Maybe you heard about unicorn start-ups at a business networking event. Maybe you read about them in the newspaper. Whatever way you came across them, you’re probably wondering what they’re all about, and whether they’re relevant to your investment portfolio.
So Just What is a Unicorn Company?
In the past, we may have called unicorn companies simply “success stories”. But in the now-famous 2013 TechCrunch article, venture capitalist Aileen Lee popularized the term, and it stuck.
A unicorn company refers to a startup with a valuation of more than $1 billion. They represent that one in a million idea that quickly gains both profits and world-wide acclaim.
To be more precise, a unicorn company comes around roughly once in every fourteen thousand start-ups. Data tells us that for every 100,000 start-ups, we get about seven unicorns. And they’re names you would recognise. The likes of Uber, DoorDash, AirB&B, and SpaceX are all unicorn companies.
So, despite their familiarity, unicorn companies are incredibly rare. It’s no mean feat to achieve a billion-dollar valuation while still in the startup or pre-IPO stage.
Unicorn companies are so rare that only an elusive, mythical creature seemed like the right way to name the group.
And yet, we all hope for that unicorn investment opportunity, don’t we?
Capturing Unicorns: Fact or Fiction?
Despite what you may think, it is possible to capture a unicorn startup, if you know where to look.
Most unicorn companies have one big thing in common: they’re based in technology. AirB&B, SpaceX, Uber, Stripe…Most of these companies are taking a familiar service (holiday accommodation, taxi rides, paying by credit card) and reimaging them using tech.
So, if there’s one type of startup you should look at a little more closely in your search for a unicorn, it’s tech start-ups.
How to Recognise a Tech Unicorn Startup
A good broker will carefully evaluate the books on any pre-IPO startup before forming an opinion on their viability. That said, it’s important to hold your own opinion, and there are certain traits to look for when chasing a unicorn.
First, keep an eye out for a startup that has the potential to disrupt a massive industry. Uber is a prime example, with its shake up of the taxi industry. These startups challenge industries as we know it, and completely change the game.
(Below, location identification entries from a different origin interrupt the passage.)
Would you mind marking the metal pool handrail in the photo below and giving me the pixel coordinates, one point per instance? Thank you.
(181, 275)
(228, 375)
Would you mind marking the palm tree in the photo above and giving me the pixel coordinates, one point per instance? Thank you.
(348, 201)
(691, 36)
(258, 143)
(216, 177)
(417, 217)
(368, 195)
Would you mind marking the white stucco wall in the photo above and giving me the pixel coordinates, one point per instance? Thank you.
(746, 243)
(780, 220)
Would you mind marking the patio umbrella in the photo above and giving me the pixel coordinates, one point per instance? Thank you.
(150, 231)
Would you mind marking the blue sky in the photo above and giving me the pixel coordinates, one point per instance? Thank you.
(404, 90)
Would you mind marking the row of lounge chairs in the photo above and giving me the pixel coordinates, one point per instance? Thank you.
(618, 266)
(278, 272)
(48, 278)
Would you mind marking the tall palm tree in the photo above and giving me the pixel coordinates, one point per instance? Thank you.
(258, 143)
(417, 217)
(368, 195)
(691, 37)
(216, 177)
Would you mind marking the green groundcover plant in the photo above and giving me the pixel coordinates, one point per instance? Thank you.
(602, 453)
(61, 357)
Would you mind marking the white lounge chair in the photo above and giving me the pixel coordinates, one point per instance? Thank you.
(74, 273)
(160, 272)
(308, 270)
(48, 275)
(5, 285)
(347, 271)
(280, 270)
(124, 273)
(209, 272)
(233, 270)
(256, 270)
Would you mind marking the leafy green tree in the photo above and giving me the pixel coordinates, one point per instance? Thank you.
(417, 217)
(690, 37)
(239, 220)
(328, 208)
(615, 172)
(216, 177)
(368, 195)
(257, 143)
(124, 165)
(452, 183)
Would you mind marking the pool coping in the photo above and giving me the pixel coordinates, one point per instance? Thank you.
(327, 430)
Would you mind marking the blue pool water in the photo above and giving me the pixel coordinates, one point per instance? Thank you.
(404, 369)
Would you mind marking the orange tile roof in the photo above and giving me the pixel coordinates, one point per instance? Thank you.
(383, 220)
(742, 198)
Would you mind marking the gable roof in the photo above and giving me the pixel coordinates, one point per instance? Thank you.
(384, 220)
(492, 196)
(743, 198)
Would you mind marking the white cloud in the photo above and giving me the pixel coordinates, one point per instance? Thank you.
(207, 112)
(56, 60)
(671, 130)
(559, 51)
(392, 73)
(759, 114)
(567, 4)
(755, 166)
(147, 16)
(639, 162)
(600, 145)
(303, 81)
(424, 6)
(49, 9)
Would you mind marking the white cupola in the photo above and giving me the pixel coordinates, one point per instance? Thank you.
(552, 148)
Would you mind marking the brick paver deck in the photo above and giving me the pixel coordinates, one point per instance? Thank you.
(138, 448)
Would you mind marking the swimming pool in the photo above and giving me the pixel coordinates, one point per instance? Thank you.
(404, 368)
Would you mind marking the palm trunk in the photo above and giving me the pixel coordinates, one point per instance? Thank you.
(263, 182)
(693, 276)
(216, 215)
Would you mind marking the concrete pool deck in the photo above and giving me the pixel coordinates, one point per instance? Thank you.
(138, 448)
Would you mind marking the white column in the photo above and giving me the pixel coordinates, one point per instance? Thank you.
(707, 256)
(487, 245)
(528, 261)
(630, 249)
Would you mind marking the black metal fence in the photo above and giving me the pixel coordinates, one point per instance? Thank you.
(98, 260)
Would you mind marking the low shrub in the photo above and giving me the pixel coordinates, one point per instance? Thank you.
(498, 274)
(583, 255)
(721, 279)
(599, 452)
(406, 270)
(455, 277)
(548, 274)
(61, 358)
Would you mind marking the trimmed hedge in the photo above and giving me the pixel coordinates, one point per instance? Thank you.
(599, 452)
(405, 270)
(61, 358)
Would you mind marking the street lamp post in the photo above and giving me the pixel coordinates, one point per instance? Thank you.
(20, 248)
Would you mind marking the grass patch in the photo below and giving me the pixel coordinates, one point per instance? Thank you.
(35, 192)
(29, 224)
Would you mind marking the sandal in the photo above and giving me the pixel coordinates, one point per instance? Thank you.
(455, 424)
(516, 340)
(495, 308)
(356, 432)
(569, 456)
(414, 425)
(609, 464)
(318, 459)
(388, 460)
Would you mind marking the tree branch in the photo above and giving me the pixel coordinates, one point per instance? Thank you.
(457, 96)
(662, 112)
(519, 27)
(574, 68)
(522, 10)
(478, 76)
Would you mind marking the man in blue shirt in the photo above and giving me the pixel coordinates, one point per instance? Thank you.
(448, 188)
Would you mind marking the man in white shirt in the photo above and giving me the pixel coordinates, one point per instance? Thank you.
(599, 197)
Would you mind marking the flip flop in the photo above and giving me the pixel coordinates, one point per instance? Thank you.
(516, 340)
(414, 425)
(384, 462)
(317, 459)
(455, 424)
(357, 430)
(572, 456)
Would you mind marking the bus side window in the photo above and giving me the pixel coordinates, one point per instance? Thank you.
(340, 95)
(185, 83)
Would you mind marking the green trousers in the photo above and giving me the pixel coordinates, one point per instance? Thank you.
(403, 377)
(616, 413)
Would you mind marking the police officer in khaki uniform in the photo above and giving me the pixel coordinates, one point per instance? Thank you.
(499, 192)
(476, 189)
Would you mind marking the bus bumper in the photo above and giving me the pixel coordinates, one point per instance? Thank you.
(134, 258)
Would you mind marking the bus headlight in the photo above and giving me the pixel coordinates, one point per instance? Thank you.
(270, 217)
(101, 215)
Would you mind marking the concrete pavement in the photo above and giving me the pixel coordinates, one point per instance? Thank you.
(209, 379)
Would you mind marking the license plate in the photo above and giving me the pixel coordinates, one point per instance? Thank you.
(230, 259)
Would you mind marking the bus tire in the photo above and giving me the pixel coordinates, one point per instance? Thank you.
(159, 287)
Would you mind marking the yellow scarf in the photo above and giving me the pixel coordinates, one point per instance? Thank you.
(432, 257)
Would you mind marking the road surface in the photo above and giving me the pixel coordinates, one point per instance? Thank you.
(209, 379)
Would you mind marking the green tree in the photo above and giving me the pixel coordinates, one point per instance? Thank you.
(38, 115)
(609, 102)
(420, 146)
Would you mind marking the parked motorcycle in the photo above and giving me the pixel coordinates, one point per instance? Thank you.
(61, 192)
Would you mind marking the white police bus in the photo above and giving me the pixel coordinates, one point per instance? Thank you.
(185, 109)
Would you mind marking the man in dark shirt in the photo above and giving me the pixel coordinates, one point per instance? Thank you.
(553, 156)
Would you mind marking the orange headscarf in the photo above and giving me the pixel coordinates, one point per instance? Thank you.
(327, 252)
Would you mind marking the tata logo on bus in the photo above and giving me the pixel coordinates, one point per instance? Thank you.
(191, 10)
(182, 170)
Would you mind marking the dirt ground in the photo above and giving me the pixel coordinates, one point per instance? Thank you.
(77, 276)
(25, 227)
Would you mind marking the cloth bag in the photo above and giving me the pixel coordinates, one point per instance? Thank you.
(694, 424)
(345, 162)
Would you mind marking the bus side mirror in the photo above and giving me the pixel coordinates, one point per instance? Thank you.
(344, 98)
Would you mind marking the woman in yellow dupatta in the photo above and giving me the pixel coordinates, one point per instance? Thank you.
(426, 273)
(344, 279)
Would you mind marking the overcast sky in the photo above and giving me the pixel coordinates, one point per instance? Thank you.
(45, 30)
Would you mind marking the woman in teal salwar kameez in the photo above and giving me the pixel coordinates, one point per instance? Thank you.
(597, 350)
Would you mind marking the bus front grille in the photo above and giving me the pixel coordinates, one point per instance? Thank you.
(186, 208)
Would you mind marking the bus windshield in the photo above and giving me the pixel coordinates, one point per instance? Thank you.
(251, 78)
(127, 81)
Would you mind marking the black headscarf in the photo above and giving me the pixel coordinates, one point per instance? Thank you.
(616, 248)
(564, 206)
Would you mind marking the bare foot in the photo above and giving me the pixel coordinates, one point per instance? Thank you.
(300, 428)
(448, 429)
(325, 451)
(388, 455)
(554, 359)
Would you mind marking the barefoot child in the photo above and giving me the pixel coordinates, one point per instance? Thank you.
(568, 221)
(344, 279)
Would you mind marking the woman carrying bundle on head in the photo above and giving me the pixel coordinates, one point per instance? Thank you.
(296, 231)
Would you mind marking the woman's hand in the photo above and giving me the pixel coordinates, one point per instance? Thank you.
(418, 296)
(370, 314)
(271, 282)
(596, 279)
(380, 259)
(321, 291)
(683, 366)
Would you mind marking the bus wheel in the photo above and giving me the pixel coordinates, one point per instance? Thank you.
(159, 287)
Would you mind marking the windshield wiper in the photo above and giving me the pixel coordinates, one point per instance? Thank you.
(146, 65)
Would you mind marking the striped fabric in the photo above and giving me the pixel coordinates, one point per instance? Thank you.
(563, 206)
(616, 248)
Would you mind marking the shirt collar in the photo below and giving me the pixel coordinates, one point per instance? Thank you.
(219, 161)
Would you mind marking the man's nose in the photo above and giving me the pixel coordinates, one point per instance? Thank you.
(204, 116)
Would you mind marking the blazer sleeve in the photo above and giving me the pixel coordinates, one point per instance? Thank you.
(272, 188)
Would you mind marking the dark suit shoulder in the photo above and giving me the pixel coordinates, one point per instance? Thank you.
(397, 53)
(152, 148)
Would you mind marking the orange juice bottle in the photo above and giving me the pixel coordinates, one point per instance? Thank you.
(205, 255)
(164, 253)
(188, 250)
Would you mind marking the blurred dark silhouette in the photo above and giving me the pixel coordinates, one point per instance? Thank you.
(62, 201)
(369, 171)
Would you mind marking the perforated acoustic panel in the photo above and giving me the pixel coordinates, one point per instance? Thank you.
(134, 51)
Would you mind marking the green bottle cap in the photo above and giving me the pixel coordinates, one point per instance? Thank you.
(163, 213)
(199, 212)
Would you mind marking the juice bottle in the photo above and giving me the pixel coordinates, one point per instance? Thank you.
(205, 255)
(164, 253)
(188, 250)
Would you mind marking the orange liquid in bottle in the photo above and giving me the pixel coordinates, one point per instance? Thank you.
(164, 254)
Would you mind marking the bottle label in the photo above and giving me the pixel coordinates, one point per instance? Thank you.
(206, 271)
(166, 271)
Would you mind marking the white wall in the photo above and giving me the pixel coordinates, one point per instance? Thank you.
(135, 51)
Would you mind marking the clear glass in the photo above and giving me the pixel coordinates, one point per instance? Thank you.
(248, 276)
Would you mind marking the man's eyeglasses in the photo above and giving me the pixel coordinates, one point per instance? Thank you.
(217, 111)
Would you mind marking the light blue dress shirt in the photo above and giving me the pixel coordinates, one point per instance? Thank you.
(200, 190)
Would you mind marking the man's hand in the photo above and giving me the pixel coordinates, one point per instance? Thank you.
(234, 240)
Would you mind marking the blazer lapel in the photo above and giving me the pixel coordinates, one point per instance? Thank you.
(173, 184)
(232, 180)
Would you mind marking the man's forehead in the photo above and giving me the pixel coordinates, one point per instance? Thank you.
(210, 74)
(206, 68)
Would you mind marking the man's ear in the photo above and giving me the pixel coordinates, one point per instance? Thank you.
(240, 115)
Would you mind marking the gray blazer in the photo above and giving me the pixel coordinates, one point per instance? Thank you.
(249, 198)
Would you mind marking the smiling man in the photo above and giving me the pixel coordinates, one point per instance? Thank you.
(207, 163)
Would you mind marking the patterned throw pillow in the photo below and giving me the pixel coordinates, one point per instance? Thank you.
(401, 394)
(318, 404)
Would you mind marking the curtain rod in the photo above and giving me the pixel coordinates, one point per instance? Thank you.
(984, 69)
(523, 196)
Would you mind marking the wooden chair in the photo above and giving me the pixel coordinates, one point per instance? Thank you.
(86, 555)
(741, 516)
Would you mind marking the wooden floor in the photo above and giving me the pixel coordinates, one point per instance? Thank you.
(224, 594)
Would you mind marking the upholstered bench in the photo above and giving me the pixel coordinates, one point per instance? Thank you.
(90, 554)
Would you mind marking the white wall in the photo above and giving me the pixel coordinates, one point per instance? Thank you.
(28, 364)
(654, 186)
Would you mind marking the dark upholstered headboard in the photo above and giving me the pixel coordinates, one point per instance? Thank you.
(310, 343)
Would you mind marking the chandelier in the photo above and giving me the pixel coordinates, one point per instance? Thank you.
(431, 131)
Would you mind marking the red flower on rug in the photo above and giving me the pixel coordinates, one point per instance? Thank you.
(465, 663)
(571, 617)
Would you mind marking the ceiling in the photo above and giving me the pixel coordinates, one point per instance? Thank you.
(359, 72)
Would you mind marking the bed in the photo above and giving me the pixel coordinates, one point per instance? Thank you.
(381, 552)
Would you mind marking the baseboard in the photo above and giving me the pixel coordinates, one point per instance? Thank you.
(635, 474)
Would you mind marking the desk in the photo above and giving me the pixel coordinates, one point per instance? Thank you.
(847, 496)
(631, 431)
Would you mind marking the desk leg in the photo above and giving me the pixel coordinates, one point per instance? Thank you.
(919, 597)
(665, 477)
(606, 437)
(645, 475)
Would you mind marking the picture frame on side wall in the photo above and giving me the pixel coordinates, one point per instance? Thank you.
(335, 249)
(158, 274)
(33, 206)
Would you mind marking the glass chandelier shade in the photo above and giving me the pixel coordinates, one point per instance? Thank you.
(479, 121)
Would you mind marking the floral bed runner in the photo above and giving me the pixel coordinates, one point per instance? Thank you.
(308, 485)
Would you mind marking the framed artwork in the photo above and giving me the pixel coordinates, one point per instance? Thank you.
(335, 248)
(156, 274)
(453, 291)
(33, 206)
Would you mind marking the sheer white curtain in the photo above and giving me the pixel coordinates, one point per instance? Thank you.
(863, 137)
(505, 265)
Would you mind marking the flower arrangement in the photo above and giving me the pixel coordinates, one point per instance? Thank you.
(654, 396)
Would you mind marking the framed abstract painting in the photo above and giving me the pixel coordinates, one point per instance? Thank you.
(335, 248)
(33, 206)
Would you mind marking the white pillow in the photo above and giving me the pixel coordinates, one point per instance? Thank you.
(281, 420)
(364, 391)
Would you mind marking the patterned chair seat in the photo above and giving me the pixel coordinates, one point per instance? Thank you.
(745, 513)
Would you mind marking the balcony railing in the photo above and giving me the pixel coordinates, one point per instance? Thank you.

In some cases, they become the industry they stand for, such as Google and search engines, and Facebook and social media.
Second, it’s important that a pre-IPO startup is genuinely in its early stages. Their value should still be less than $1 billion, but it should be clear from the books that they’re well positioned to hit the $1 billion mark in future.
Third, they should have going public in their future plans. The real secret to making a huge return on investment in the pre-IPO is travelling with a company from its private through to its public stages. What you want to do is capture a unicorn while its stock prices are still reasonable, then reap the rewards when its public valuation is in the millions.